Seth's eyes darted from Claire to Celia like a moth seeking the warmest place to light. Eventually they settled on the woman who had asked the question—Claire.

“I hope it wasn't her, but it sounds like Maia,” he said. “She was a homeless person who hung out in the library. She told me she spent her nights at the Hope Central Shelter. She was quiet, the kind of person who could study in the same room with you all day and you'd never notice her. Once I went outside to have a cigarette. She was sitting on the steps and we started talking. She was smart, very interested in learning. She would have made an excellent student if UNM would ever have admitted her.”

“Did she tell you why she was homeless?” Claire asked.

Seth shrugged. “All she ever said was that Coyote chased her and she ran away. In Greek mythology Maia is one of the seven daughters of Atlas and Pleione who became the constellation Pleiades. The sisters were pursued by Orion, the hunter, who saw them walking in the woods and fell in love with them. They escaped into the sky. Maia never told me where she came from or if that was her given name.”

“What did she mean by Coyote?” Claire asked.

“I don't know.”

“Did she tell you about the role Maia played in mythology?” Claire suspected a Ph.D. candidate
would
want to show off his knowledge and she was right.

“She didn't have to tell me about Greek mythology,” Seth said. “I already knew.”

“Did you let her into the Anderson Reading Room?” was Claire's next question.

Seth shook his head and his bangs fell down across his forehead. “I wouldn't do that. If I did, I would lose my fellowship.”

The records were Celia's department. Her bangle bracelets clinked as she placed her hands on the table and confronted Seth. “You checked into the Anderson Reading Room after hours on three nights this spring when security later reported to me that the door had been left open.”

“I use the Anderson Reading Room at night.

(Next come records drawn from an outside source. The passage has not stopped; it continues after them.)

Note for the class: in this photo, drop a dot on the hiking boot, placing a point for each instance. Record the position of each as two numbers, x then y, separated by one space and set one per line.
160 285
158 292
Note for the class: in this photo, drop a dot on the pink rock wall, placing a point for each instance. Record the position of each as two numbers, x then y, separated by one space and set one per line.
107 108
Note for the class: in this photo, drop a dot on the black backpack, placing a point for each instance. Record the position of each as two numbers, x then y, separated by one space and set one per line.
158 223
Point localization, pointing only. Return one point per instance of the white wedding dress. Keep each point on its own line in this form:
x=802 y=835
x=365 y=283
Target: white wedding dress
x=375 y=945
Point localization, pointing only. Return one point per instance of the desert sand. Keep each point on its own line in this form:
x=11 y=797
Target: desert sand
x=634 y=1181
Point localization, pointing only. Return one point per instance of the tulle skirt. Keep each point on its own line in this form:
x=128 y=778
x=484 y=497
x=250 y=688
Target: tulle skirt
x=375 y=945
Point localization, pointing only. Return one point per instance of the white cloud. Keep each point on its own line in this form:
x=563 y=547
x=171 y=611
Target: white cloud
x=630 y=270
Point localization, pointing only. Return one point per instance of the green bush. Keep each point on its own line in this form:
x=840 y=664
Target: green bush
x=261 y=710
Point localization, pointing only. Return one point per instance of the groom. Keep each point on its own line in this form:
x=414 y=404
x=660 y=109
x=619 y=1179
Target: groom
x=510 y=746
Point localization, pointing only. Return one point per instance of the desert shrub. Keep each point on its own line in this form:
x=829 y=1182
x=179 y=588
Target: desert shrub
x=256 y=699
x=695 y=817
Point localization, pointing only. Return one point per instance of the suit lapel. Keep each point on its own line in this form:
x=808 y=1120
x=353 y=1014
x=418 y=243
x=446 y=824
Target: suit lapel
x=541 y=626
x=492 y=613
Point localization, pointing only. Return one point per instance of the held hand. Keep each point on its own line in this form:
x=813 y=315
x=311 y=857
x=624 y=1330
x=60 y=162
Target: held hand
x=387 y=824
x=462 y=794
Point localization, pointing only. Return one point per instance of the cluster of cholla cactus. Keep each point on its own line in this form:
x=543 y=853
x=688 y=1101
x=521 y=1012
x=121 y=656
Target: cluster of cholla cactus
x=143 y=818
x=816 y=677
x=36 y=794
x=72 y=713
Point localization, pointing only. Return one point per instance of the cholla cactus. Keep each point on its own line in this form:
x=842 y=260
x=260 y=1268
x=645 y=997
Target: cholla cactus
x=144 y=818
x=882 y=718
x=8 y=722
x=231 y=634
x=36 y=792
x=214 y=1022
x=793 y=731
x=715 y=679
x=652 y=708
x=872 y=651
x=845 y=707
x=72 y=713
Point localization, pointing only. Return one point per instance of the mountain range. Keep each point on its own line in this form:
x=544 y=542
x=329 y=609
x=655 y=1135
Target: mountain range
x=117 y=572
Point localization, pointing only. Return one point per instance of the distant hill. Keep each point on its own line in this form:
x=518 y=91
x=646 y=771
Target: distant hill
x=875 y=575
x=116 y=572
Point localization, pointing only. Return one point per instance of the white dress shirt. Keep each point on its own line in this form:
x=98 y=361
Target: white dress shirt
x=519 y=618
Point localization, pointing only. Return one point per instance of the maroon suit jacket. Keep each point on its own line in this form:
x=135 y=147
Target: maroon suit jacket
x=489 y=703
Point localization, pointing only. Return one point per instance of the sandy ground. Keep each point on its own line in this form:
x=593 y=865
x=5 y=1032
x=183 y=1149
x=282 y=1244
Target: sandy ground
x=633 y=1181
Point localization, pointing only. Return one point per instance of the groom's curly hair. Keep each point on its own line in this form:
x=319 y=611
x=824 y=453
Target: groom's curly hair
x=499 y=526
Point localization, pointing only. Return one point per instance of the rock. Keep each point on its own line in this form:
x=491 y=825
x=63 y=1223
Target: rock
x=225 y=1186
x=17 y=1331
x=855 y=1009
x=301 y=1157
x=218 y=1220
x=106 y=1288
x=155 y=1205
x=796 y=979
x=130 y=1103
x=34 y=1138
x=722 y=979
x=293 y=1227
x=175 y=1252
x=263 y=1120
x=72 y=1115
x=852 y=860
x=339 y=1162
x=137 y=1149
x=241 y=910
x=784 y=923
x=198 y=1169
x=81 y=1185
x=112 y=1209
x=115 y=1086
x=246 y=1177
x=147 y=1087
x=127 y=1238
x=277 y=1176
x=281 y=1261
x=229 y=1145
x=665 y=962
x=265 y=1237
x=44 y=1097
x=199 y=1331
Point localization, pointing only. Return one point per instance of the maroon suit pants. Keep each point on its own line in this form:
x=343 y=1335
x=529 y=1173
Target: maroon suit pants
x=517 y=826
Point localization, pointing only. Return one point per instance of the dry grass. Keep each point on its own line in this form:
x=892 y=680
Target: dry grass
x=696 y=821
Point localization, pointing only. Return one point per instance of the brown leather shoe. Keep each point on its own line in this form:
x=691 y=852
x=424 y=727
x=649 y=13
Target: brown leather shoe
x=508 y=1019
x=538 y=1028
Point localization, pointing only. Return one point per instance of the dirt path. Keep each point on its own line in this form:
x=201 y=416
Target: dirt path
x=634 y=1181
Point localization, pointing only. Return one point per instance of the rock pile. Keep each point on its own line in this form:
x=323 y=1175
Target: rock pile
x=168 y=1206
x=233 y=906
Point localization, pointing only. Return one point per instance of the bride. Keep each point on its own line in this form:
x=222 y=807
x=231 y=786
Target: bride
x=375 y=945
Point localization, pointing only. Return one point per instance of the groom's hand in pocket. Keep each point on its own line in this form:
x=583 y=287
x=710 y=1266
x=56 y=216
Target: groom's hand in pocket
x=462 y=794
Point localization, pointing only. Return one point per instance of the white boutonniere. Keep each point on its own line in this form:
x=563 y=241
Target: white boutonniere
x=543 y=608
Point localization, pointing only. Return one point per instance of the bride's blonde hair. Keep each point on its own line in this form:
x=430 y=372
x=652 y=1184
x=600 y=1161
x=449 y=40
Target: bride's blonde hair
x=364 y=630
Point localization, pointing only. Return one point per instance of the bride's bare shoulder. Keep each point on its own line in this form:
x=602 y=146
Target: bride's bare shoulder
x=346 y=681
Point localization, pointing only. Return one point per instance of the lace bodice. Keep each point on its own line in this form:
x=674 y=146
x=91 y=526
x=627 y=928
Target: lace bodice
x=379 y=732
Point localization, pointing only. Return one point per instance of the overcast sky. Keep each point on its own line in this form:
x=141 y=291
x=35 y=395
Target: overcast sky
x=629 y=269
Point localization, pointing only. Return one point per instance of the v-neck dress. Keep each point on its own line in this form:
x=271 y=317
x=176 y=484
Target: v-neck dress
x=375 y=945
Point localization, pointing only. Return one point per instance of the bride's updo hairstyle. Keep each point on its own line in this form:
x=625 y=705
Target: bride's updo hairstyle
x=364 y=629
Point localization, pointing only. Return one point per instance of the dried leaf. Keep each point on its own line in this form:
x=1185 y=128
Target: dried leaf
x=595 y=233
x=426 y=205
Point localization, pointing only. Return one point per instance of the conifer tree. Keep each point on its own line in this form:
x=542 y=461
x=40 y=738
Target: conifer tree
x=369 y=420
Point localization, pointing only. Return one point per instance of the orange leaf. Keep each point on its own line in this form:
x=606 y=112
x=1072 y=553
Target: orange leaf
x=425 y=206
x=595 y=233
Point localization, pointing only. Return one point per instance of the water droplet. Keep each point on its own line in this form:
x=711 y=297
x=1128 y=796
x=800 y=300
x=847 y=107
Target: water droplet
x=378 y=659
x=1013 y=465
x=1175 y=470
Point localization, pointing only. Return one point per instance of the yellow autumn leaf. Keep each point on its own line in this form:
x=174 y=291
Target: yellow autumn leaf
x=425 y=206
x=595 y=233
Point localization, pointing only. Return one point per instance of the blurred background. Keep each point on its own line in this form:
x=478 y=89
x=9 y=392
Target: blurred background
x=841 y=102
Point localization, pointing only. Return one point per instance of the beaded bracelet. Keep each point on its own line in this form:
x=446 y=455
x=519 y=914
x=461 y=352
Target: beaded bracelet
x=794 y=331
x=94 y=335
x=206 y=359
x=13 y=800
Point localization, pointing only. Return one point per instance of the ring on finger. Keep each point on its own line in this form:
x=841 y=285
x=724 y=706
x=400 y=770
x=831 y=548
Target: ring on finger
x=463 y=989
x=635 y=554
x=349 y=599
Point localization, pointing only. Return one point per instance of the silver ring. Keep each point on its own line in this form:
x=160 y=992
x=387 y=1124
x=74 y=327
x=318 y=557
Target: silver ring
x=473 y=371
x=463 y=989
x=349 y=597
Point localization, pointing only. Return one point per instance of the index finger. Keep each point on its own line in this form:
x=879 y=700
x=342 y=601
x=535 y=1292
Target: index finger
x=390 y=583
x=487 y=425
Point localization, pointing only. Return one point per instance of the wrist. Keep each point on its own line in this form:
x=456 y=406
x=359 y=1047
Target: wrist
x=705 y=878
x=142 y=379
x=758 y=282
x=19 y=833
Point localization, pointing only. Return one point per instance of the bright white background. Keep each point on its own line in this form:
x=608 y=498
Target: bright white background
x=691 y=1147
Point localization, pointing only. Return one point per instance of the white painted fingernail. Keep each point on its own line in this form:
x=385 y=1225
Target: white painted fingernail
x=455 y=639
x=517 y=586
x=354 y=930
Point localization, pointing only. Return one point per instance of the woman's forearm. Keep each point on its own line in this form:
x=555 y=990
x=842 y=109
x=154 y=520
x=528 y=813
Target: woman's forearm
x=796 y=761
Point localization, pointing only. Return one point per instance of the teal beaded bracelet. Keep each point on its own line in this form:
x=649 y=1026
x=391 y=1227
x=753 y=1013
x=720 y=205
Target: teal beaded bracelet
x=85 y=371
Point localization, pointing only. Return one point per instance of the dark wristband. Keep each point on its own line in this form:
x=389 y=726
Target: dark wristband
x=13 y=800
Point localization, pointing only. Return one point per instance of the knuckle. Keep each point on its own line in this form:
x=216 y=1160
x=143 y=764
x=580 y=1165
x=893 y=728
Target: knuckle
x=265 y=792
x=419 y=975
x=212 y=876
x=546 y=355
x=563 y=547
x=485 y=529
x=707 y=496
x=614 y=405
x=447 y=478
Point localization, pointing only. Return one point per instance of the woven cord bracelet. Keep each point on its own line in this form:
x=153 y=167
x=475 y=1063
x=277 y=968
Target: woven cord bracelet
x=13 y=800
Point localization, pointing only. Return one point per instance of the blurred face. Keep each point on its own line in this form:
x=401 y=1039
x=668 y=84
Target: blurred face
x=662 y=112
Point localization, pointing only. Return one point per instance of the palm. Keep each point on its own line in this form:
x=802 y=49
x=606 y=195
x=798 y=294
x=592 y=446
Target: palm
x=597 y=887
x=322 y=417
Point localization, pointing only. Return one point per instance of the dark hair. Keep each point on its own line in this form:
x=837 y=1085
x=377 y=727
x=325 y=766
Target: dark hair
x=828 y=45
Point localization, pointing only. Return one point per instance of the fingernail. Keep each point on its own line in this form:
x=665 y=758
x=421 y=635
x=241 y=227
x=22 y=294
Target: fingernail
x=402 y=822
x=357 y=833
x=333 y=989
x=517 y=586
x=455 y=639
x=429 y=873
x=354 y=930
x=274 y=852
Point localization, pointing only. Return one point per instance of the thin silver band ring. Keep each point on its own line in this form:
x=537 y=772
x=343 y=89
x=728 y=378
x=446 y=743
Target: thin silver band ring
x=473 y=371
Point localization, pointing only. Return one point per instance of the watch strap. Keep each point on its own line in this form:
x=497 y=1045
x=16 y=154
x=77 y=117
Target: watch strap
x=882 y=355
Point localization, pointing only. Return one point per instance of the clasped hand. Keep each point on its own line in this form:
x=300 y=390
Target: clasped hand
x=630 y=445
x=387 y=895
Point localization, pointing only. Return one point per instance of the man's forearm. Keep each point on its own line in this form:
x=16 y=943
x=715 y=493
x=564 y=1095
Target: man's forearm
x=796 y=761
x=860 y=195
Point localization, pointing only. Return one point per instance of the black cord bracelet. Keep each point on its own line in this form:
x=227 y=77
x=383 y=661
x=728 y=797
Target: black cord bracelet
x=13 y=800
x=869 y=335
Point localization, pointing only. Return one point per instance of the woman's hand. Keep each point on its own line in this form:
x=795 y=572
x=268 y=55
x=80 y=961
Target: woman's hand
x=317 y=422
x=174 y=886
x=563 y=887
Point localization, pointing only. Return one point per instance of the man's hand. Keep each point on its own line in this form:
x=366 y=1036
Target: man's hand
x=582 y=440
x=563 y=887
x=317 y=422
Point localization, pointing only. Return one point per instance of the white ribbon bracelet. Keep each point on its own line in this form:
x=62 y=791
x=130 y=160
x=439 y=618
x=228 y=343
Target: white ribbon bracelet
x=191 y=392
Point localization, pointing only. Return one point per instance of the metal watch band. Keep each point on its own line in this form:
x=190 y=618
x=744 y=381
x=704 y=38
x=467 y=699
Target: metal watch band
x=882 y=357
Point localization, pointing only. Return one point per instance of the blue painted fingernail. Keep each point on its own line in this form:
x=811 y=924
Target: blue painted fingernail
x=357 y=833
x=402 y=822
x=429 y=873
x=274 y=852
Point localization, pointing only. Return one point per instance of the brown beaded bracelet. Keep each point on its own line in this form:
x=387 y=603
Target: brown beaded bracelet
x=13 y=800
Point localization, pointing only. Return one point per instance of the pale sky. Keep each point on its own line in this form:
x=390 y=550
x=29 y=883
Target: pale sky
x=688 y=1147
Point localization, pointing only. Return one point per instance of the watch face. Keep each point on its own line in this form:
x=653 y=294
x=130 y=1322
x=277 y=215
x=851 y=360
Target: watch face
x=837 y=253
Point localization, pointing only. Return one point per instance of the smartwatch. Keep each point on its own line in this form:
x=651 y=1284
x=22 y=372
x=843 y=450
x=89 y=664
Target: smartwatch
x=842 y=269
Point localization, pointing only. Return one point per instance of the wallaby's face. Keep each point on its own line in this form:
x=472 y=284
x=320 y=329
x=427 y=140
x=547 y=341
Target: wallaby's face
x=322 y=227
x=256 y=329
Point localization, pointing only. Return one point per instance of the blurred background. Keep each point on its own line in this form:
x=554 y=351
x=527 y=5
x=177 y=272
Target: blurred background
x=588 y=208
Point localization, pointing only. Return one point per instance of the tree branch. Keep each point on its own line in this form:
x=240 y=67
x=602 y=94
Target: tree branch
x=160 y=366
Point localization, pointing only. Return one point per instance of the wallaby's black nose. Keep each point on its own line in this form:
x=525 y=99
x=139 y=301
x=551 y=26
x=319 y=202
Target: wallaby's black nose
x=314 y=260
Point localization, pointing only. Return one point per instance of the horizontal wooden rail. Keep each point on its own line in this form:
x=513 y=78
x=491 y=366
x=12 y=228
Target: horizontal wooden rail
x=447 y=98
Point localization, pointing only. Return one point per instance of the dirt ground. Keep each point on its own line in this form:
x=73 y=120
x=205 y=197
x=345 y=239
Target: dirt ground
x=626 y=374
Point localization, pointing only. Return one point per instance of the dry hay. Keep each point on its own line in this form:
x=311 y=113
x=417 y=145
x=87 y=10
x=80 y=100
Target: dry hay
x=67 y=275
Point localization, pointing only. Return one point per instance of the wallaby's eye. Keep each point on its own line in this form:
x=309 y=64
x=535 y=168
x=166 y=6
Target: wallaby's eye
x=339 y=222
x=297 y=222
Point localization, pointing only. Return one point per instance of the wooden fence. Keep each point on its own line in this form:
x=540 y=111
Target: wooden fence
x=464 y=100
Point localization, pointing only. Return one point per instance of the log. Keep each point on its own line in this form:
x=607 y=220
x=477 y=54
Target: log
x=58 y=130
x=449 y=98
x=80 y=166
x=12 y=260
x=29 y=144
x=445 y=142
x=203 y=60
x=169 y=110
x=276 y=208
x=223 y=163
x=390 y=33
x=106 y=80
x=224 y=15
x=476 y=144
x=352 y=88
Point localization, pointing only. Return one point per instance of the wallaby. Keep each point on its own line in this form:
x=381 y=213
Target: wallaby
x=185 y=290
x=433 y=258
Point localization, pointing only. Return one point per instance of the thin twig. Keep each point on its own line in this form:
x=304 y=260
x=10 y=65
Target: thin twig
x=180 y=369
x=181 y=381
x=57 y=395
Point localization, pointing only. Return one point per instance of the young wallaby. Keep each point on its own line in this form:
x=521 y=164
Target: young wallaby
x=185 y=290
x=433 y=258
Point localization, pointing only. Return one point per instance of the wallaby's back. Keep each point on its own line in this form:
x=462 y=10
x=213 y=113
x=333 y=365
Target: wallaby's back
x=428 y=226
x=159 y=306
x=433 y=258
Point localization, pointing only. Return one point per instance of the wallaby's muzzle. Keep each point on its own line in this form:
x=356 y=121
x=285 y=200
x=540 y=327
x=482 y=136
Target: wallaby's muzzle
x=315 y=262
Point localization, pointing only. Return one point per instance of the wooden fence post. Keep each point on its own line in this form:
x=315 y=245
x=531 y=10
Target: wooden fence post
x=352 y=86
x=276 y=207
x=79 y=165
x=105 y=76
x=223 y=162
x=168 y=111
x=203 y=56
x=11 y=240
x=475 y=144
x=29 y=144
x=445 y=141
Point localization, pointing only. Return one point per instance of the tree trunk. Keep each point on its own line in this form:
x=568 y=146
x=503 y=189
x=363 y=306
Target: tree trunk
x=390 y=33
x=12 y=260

It's the best time for me to work. I don't remember ever using it when I was the only one there. Anybody could have forgotten to shut the door when he or she went out.”

“A Quentin Valor illustration from
Ancient Sites
by Thomas Duval was found in the room with Maia. Are you familiar with that book?” Claire asked. She watched indecision play across Seth's face as if he was debating whether he wanted to appear knowledgeable or not.

Knowledge won out. “Of course,” Seth said. “The book is a classic. Every student of the Southwest knows that book.”